You pay for it anyway now. Do you think all unemployed people die in the streets without emergency care? Nope - they go to the emergency rooms, rack up costs that the hospitals then pass on to the rest of their patients (ie you). It's also far more expensive to treat people this way as not only are you choking up emergency rooms from issues that *should* have been treated much earlier at a far lower cost but you're also bringing in debt collection and the whole mess of writing off losses for care that you are legally required to provide whether the person can pay or not.

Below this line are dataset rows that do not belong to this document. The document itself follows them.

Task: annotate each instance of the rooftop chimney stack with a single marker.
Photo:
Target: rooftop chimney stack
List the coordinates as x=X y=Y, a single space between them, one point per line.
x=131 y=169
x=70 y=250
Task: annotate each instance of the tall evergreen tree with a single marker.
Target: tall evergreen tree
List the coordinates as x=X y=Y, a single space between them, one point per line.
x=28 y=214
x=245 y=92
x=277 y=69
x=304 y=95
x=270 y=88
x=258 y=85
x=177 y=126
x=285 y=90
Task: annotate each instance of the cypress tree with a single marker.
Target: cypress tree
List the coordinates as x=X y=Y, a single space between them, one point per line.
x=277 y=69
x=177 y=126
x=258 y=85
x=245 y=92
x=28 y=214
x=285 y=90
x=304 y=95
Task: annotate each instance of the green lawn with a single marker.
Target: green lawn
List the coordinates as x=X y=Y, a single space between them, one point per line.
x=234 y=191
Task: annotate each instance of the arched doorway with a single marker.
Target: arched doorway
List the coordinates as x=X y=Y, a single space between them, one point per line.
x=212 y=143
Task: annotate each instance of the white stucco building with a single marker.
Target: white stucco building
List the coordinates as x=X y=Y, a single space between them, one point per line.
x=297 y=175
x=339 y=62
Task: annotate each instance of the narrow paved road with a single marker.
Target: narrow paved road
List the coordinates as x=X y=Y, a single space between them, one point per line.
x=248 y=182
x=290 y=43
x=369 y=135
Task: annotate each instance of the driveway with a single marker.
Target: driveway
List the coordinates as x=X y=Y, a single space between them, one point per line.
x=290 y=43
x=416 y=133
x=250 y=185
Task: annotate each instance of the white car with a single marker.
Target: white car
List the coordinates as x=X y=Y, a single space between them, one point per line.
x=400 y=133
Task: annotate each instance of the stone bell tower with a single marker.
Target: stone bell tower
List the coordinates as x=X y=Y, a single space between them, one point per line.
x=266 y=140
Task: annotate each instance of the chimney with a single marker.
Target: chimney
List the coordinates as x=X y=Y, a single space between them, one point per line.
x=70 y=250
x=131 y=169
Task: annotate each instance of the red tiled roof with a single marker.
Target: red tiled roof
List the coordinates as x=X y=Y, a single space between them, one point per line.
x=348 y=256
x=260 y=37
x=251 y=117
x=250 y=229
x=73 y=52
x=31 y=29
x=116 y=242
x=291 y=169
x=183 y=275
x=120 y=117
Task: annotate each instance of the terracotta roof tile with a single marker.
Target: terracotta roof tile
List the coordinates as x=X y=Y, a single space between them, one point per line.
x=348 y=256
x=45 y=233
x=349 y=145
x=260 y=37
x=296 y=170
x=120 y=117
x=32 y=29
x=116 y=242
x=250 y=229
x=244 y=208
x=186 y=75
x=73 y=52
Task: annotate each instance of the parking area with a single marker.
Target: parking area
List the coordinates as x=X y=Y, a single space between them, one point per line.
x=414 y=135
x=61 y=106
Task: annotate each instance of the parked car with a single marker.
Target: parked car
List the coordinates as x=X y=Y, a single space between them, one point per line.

In short, giving everyone access to basic health care is far cheaper for a society than it is to NOT give it to them. As a result, the upper bound of costs (assuming government inefficiency is approximately equivalent to the god-awful profits that health insurers make) is the current system. If you really want to make it somewhat fairer, you have to cap the tax levels so the top 5% aren't paying for everyone else, but that doesn't mean that the total cost of a system that gives universal health care is going to be more expensive than the mess you currently have.